Ingredients
DOUGH
- 1 cup warm milk (about 110°F.)
- 3 large eggs, slightly beaten
- 1 3/4 teaspoons salt
- 1 cup sugar
- 1/3 cup butter, room temperature
- 6 1/2 cups all-purpose flour
- 4 teaspoons bread machine yeast
FILLING
- 1/4 cup butter, softened
- 1 cup packed brown sugar
- 1 Tablespoon ground cinnamon
EGG WASH
- 1 large egg
- 1 Tablespoon water
ICING
- 3 ounces cream cheese
- 3 Tablespoons butter, room temperature
- 1 cup confectioner’s sugar
- 1 teaspoon vanilla extract
- Pinch salt
- Green, purple and gold sprinkles
Directions
- Place all ingredients for dough in the breadmaker pan in order listed.
- Choose the Dough Cycle. Press Start.
- At the end of the Dough cycle, remove the dough from the breadmaker. Press and hold the START/STOP button for several seconds to end the cycle.
- Place on floured counter and let the dough rest for 10 minutes
- Roll dough to a large rectangle about 12"x24". Cut dough down center to form 2 long strips.
- Spread with softened butter, leaving 1/2-inch edge around edges of strips.
- Mix the brown sugar and cinnamon and sprinkle over butter. Mix remaining egg with 1 tablespoon water. Brush edge of strips.
- Roll up each strip of dough from the longest side. Press edge with egg wash to roll to seal. Twist rolls together.
- Place on greased cookie sheet. Form into a circle and pinch ends together.
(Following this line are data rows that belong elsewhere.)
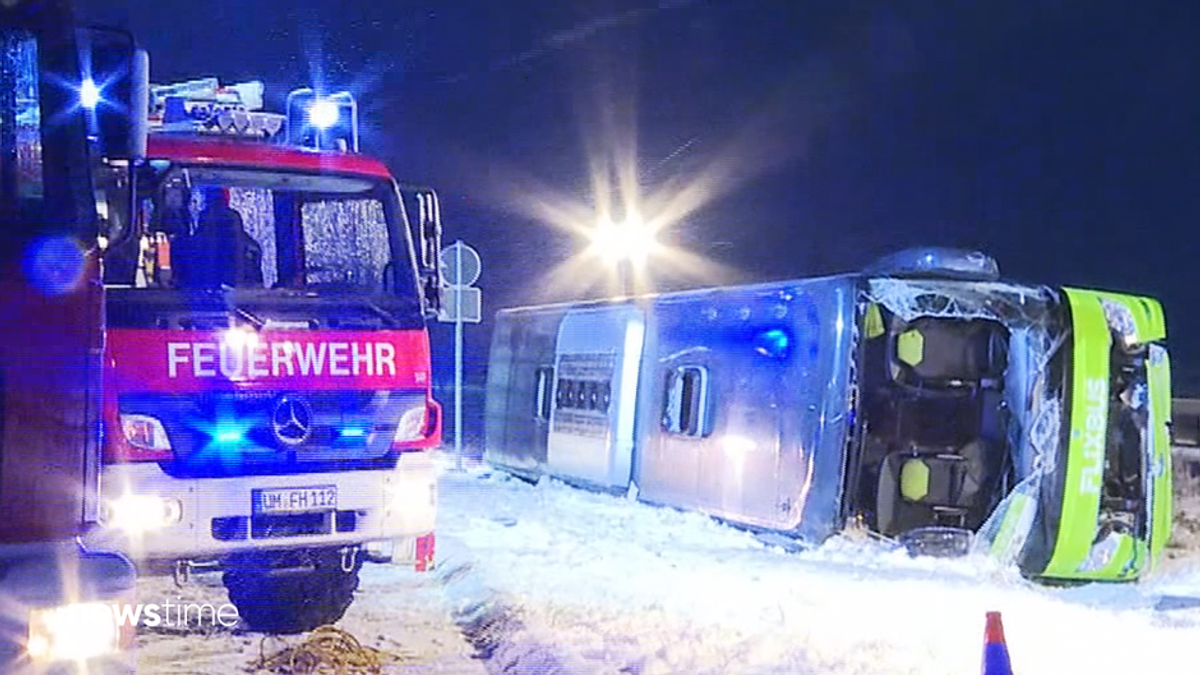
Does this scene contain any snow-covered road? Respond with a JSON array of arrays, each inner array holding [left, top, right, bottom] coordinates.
[[139, 451, 1200, 675], [440, 461, 1200, 675]]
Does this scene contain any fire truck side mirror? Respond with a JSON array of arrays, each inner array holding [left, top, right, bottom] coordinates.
[[78, 28, 150, 160], [416, 190, 444, 318]]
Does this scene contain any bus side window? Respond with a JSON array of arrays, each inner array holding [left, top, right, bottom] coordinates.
[[662, 365, 708, 436]]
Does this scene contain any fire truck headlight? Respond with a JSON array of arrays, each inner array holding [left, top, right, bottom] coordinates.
[[121, 414, 170, 450], [308, 98, 341, 131], [392, 404, 425, 443], [101, 487, 184, 533], [25, 602, 121, 663], [79, 77, 100, 110]]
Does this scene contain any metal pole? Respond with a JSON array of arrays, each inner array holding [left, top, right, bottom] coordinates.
[[454, 239, 463, 471]]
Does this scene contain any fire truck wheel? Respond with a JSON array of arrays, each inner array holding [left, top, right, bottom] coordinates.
[[223, 549, 362, 634]]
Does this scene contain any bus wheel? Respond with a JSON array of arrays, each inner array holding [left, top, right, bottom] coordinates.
[[223, 549, 362, 633]]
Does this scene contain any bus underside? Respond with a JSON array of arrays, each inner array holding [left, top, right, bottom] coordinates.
[[844, 279, 1170, 579]]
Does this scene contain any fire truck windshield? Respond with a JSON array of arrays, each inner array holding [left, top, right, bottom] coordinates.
[[0, 29, 42, 221], [97, 159, 416, 298]]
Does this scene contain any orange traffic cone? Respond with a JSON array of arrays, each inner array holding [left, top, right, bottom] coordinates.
[[983, 611, 1013, 675]]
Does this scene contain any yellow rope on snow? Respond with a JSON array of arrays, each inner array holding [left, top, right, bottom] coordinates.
[[250, 626, 416, 675]]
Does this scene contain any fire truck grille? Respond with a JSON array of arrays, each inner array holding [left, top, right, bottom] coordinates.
[[119, 392, 425, 478]]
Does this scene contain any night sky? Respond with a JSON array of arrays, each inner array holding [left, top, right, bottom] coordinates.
[[79, 0, 1200, 394]]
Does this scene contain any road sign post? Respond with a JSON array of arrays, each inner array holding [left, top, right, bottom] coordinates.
[[438, 240, 484, 471]]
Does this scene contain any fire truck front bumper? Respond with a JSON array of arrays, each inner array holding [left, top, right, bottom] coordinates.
[[85, 453, 437, 563]]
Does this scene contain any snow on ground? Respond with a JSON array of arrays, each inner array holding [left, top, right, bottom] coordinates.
[[138, 446, 1200, 675], [137, 554, 487, 675], [439, 456, 1200, 675]]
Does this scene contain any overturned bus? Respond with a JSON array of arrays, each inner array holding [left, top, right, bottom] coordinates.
[[485, 249, 1171, 581]]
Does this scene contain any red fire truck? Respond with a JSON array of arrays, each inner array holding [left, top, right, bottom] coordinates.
[[89, 78, 442, 633], [0, 0, 136, 673]]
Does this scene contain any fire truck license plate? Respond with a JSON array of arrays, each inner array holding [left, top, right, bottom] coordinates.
[[251, 485, 337, 513]]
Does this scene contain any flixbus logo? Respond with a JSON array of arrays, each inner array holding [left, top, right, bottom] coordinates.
[[1079, 377, 1109, 495], [166, 340, 396, 380]]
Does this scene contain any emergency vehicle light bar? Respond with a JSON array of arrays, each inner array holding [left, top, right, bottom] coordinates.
[[287, 86, 359, 153], [149, 77, 286, 141]]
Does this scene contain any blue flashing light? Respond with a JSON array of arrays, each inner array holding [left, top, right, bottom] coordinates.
[[24, 237, 88, 295], [754, 328, 792, 359], [308, 98, 341, 131], [216, 429, 242, 443], [79, 77, 100, 110]]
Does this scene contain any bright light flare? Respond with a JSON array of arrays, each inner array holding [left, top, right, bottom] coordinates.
[[103, 494, 184, 534], [79, 77, 100, 110], [25, 602, 121, 662], [590, 217, 659, 267], [308, 98, 341, 131]]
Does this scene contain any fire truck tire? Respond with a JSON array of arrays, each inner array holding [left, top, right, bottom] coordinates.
[[223, 549, 362, 634]]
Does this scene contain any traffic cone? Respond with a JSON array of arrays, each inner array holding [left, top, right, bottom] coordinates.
[[983, 611, 1013, 675]]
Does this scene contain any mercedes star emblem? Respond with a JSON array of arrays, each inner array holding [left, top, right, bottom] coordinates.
[[271, 395, 312, 446]]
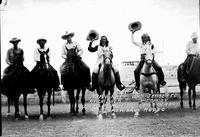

- Cover with parchment paper and let rise until almost doubled, about 1 1/2 hours.
- Heat oven to 350°F.
- Brush ring with egg wash.
- Bake for 20 to 25 minutes, or light golden brown.
- Let cool.
- For icing, beat cream cheese, butter, confectioner’s sugar, vanilla and salt until smooth. Spread over top of slightly warm cake. Sprinkle with colored sprinkles.